Public Opinion and Medical Perspectives on Obesity
The FDA, the American Medical Association (AMA), the National Institutes of Health (NIH), American Heart Association, American College of Cardiology, and the Obesity Society have stated that obesity is a disease.  The WHO called obesity a “chronic disease” in 2000.  The IRS announced a policy in 2002 stating that “obesity is medically accepted to be a disease in its own right” and allows Americans who are medically diagnosed as obese to claim tax deductions for doctor prescribed treatments. In Sep. 1998 the National Institutes of Health’s National Heart, Lung, and Blood Institute wrote, “Obesity is a complex multifactorial chronic disease.”  The American College of Gastroenterology, in 2008, stated that obesity is a “chronic, debilitating and potentially fatal disease.”  In 2013 the American Academy of Family Physicians (AAFP) stated, “Overweight and obesity are chronic diseases with behavioral origins that can be traced back to childhood.” 

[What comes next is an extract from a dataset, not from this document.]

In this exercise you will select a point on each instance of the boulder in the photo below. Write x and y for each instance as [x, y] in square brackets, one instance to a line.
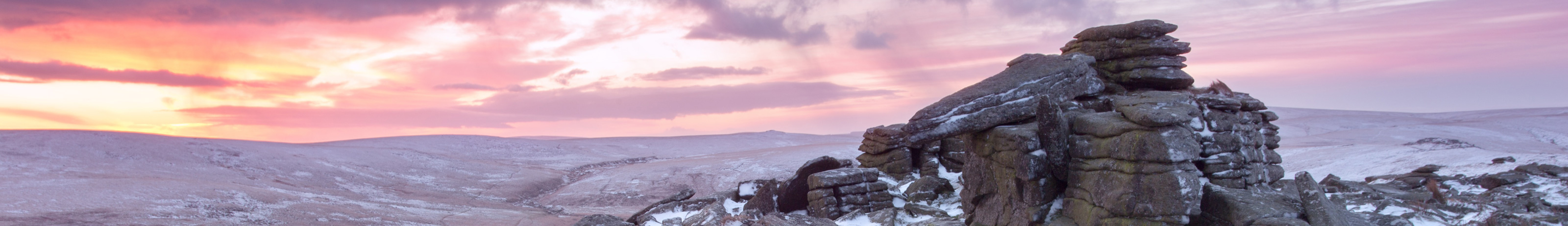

In the health care bill H.R. 3962, “Affordable Health Care for America Act” approved by the House of Representatives on Oct. 29, 2009 (but later abandoned in favor of the Patient Protection and Affordable Care Act; also called the PPACA or Obamacare), being overweight or obese was not classified as a disease but as a “behavioral risk factor” along with alcohol and drug use, tobacco, poor nutrition, physical inactivity, untreated mental health problems, and risky sexual behavior. 
The American Academy of Pediatrics (AAP), American College of Physicians (ACP), Centers for Medicare and Medicaid Services (CMS), and American Nurses Association (ANA) do not have policy statements stating whether or not obesity is a disease, as of Apr. 18, 2014.